В дальнейшем был проведен кластерный анализ для оценки выраженности выделенных семейных стилей поведения. Кластерный анализ проводился методом К средних. В основу кластеризации легло разделение респондентов по выраженности в ответах четырех посттравматических адаптационных стилей поведения в семье: оцепеневший, диссоциированный; тревожно-оберегающий; боец; преодолевающий травму. Первоначально были заданы четыре, затем три кластера. Их выделение оказалось недостаточно информативным. Дистанция между кластерами не была выраженной. Группировка по стилям в два кластера была наиболее информативна (См. рис. 1-2).

Рис. 1 Дистанции между кластерами 1 («эмоциональный) и 2 («неэмоциональный»)

Distances between Final Cluster Centers Number of Cases in each Cluster
Cluster 1 2 Cluster 1 233
1 1,80361108 2 150
2 1,80361108 Valid 383

Рис. 2  Различия средних значений между кластерами 1 («эмоциональный) и 2 («неэмоциональный»)

стили Кластер 1 Кластер 2
Оцепеневший, диссоциированный 1 5
Тревожно-оберегающий 1,8 4,5
Боец 1,8 4,5
Преодолевающий травму 1,3 3,9

 

Рис. 3

В первый кластер вошло 233 ответивших, во второй – 150. В дальнейшем, после содержательного анализа, эти два кластера получили название «эмоциональный» и «неэмоциональный». Респонденты в кластере 1 («эмоциональный») имеют равно низкие показатели по каждому параметру – стилю, респонденты в кластере 2 («неэмоциональный»), напротив – высокие. Самые сильные различия – по параметру оцепеневшего, диссоциированного стиля (1 и 5) и преодолевающего травму (1,3 и 3,9). По параметрам тревожно-оберегающего стиля и стиля «боец» «эмоциональный» и «неэмоциональный» кластеры сближаются. Качественный анализ ответов респондентов в двух кластерах – «эмоциональном» и «неэмоциональном» — был проведен путем суммации однозначно положительных и скорее положительных ответов, однозначно отрицательных и скорее отрицательных ответов по каждой шкале в первой и второй части анкеты и их сравнения. Необходимо было посмотреть, как отличаются и к каким утверждениям тяготеют респонденты в каждом кластере).

  • Выводы.

В двух кластерах выделяются различия в эмоциональном опыте семей. В первом, «эмоциональном», кластере демонстрация чувств приветствовалось и выражалась в объятиях, словах нежности, разговорах «по душам» и прочих проявлениях привязанности между членами семьи (между родителями-супругами, между родителями и детьми). Во втором, «неэмоциональном», кластере 74% ответов — о согласии с тем, что открытое проявление чувств в семье не приветствовалось, среди их проявлений преобладали забота, желание накормить, косвенная демонстрация привязанности через шутки и сдержанную похвалу.

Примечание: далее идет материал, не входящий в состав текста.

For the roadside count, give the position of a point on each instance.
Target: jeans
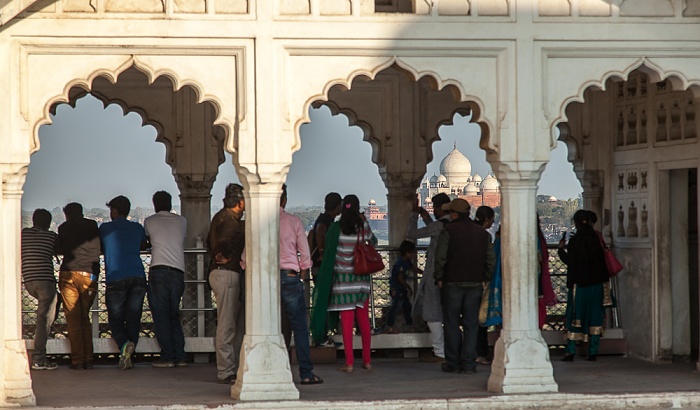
(124, 300)
(227, 286)
(45, 293)
(461, 306)
(292, 297)
(78, 292)
(399, 299)
(165, 288)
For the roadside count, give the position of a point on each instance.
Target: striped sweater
(349, 290)
(37, 254)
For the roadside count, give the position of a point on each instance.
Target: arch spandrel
(477, 71)
(47, 85)
(568, 74)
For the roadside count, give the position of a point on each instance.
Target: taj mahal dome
(457, 181)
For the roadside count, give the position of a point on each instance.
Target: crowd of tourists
(459, 294)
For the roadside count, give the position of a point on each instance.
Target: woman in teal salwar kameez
(586, 276)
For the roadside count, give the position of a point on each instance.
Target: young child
(400, 290)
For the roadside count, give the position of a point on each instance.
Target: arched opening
(634, 147)
(100, 148)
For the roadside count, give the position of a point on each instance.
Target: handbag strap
(362, 232)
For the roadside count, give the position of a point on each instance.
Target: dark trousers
(292, 296)
(45, 293)
(482, 342)
(399, 299)
(460, 306)
(124, 300)
(165, 288)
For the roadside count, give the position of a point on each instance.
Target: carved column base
(521, 364)
(17, 381)
(264, 372)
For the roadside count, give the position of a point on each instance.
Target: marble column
(521, 358)
(15, 379)
(264, 372)
(195, 205)
(400, 200)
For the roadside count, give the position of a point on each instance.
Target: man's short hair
(233, 195)
(332, 201)
(283, 197)
(162, 201)
(73, 211)
(41, 218)
(406, 247)
(121, 204)
(440, 199)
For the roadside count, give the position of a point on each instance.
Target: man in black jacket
(464, 262)
(79, 243)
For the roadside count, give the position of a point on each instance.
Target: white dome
(456, 167)
(490, 183)
(471, 189)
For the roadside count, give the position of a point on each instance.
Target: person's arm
(402, 280)
(490, 259)
(441, 256)
(305, 262)
(320, 238)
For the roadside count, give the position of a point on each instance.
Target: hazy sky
(91, 154)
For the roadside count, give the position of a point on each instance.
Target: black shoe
(568, 357)
(449, 369)
(229, 380)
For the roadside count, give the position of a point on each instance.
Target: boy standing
(399, 288)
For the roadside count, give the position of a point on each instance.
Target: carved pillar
(593, 184)
(195, 203)
(264, 372)
(15, 380)
(521, 358)
(400, 200)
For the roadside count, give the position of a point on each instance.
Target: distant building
(376, 217)
(456, 179)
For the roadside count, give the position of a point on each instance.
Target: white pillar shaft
(399, 207)
(521, 363)
(264, 372)
(15, 378)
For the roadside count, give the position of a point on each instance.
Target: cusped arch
(82, 86)
(450, 86)
(656, 73)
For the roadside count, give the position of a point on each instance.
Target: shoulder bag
(614, 266)
(366, 259)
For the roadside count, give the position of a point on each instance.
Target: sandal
(483, 360)
(312, 380)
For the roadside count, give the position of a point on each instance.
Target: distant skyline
(89, 154)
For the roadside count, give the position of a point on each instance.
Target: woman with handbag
(586, 275)
(348, 292)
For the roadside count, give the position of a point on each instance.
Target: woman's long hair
(350, 220)
(482, 213)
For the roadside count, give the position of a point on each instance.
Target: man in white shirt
(166, 279)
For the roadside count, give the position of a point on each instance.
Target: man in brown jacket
(464, 261)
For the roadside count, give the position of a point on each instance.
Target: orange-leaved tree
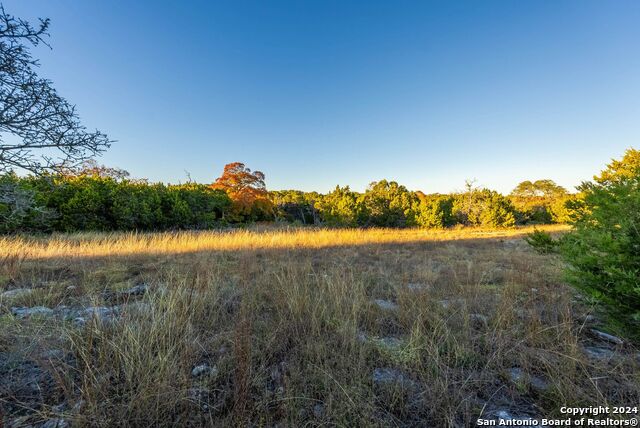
(247, 190)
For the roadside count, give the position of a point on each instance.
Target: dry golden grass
(288, 320)
(135, 244)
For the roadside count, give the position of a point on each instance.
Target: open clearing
(297, 327)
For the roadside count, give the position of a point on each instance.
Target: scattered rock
(53, 354)
(204, 369)
(418, 287)
(390, 342)
(599, 353)
(446, 303)
(79, 322)
(25, 385)
(135, 308)
(16, 293)
(102, 313)
(479, 320)
(199, 396)
(318, 411)
(507, 415)
(24, 312)
(78, 406)
(390, 376)
(608, 337)
(55, 423)
(137, 290)
(386, 305)
(536, 383)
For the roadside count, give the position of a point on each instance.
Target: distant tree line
(103, 199)
(389, 204)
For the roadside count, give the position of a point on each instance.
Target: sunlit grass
(132, 243)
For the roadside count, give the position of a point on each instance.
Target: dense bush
(483, 208)
(101, 198)
(93, 202)
(603, 249)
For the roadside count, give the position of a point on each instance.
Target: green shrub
(542, 242)
(603, 250)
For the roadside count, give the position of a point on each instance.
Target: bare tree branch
(51, 136)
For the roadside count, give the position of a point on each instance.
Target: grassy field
(300, 327)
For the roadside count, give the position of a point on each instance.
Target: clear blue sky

Более половины положительных ответов в «неэмоциональном» кластере – о согласии с тем, что выражать чувства дома и вовне было опасно. Противоречивость и неосознанность чувств фиксируется в этом кластере наряду с отсутствием эмоционального контакта между старшими и младшими поколениями в семье, близкие часто выглядели ко всему безучастными. Столько же свидетельств в пользу того, что старшие близкие могли впасть в неконтролируемую ярость и после сокрушаться об этом, близкие часто разговаривали на повышенных тонах, чтобы донести до других свое мнение.  59% ответов — о согласии с утверждением, что дети в семье никогда не знали, что расстроит их близких. 56% — с тем, что ощущения близости и доверия в семье не было. 59%: близость между родителями и детьми была редкой.

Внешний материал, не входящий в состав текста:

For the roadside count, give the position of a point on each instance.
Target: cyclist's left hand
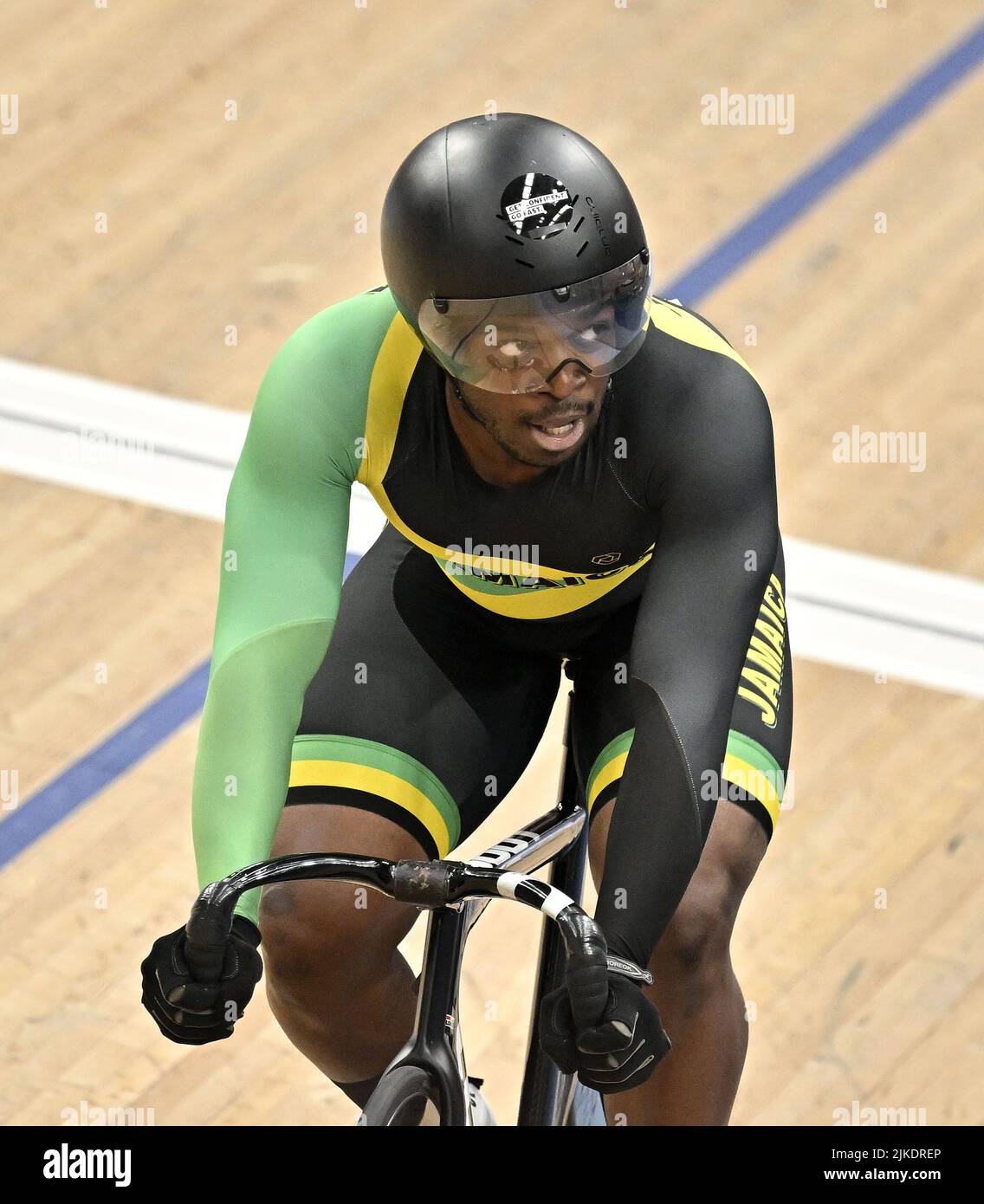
(619, 1052)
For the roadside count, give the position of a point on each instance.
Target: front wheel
(406, 1098)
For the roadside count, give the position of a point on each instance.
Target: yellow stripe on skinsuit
(612, 771)
(375, 781)
(387, 389)
(547, 602)
(755, 783)
(679, 324)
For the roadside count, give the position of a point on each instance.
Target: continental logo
(762, 673)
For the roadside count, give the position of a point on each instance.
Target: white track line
(845, 610)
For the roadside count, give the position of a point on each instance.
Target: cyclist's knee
(696, 943)
(327, 938)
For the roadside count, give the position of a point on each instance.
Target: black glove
(197, 994)
(624, 1045)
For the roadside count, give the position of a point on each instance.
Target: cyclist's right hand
(197, 994)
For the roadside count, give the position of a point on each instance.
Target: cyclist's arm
(283, 558)
(715, 548)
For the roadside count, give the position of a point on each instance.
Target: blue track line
(159, 720)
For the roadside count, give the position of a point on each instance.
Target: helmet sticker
(536, 206)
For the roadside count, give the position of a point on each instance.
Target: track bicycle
(430, 1068)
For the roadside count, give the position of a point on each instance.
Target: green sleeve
(283, 558)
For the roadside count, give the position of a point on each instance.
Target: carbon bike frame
(558, 838)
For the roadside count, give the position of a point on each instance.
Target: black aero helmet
(512, 243)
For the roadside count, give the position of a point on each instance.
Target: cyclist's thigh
(419, 714)
(761, 734)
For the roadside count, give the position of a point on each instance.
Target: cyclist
(570, 468)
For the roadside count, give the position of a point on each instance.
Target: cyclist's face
(545, 428)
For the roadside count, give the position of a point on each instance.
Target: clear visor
(518, 345)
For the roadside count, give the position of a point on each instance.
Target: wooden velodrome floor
(107, 604)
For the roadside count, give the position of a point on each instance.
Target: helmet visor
(519, 343)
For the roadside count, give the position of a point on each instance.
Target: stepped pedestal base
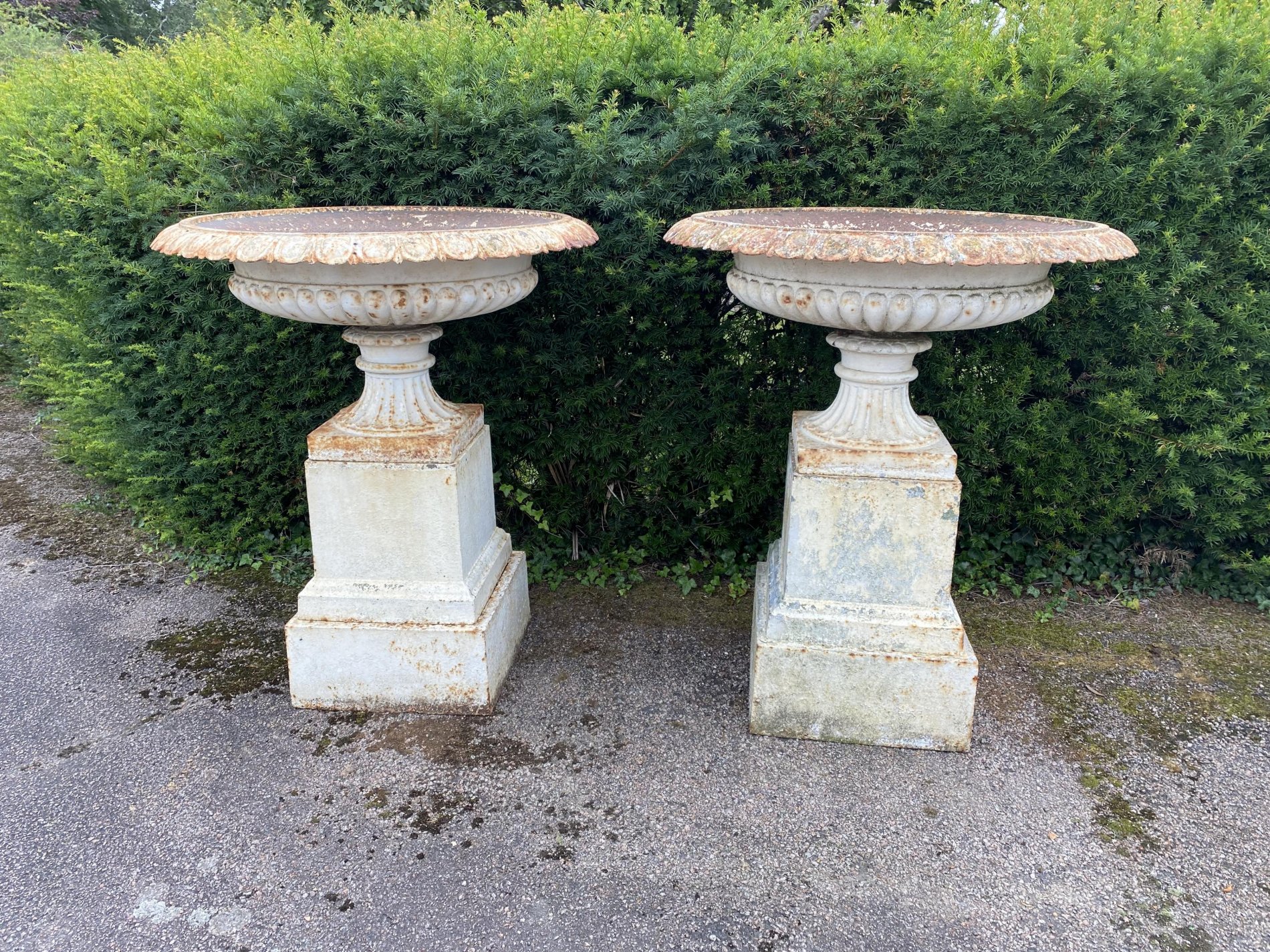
(856, 637)
(831, 687)
(410, 665)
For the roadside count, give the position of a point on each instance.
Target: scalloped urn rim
(372, 234)
(901, 235)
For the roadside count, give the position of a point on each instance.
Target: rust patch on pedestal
(337, 442)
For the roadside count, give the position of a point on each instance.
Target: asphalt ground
(159, 792)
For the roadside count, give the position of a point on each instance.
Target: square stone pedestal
(856, 637)
(417, 601)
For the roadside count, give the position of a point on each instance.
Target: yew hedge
(634, 408)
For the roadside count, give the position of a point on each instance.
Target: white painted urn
(856, 636)
(886, 279)
(418, 599)
(390, 275)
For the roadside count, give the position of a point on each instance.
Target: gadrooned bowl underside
(384, 296)
(890, 299)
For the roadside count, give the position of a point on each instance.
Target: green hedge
(634, 409)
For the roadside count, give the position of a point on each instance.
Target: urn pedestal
(856, 637)
(417, 601)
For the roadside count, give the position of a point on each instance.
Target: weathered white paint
(380, 665)
(417, 601)
(856, 636)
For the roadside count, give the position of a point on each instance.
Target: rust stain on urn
(372, 235)
(902, 236)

В «эмоциональной» группе 44% положительных признаний в том, что старшие близкие говорили детям о том, что они важны для семьи. В «неэмоциональной» же, напротив 66% подтверждений того, что близкие не признавались в том, что их любят. 77% положительных ответов во втором кластере — кластере в пользу того, что взрослые прибегали к чувству стыда и вины для контроля за поведением детей. 42% согласий с тем, что в семье с трудом устанавливали правила, касающиеся поведения детей.

Таким образом, ключевым фактором различия между кластерами является интенсивность и правила демонстрации эмоциональной близости (См. Таблица 2):

  • Кластер 1: демонстрация чувств приветствовалось и выражалась в объятиях, словах нежности, разговорах «по душам» (между родителями-супругами, между родителями и детьми).
  • Кластер 2: открытая демонстрация чувств в семье не приветствовалось, среди их проявлений преобладали забота, желание накормить, косвенная демонстрация привязанности через шутки, сдержанную похвалу.

По вопросам о частоте воспоминаний и разговоров о репрессиях различия в двух кластерах невелики, при этом респонденты придерживаются противоречивых суждений. Тревожность и гиперопека характерны для семей в обеих группах  и проявлялась как в «эмоциональном», так и в «неэмоциональном» кластере в том, в семье всегда существовали ритуалы, связанные с ценностью еды, в семье все беспокоились по любому поводу, старшие всегда должны были знать, где находятся их дети. В современных репаративных стратегиях поведения с этим сопрягается важность контроля и самоконтроля: «для меня важно все контролировать»; «мне очень трудно просто расслабиться»; «я чувствую себя ответственным за счастье близких», которые «кажутся мне уязвимыми».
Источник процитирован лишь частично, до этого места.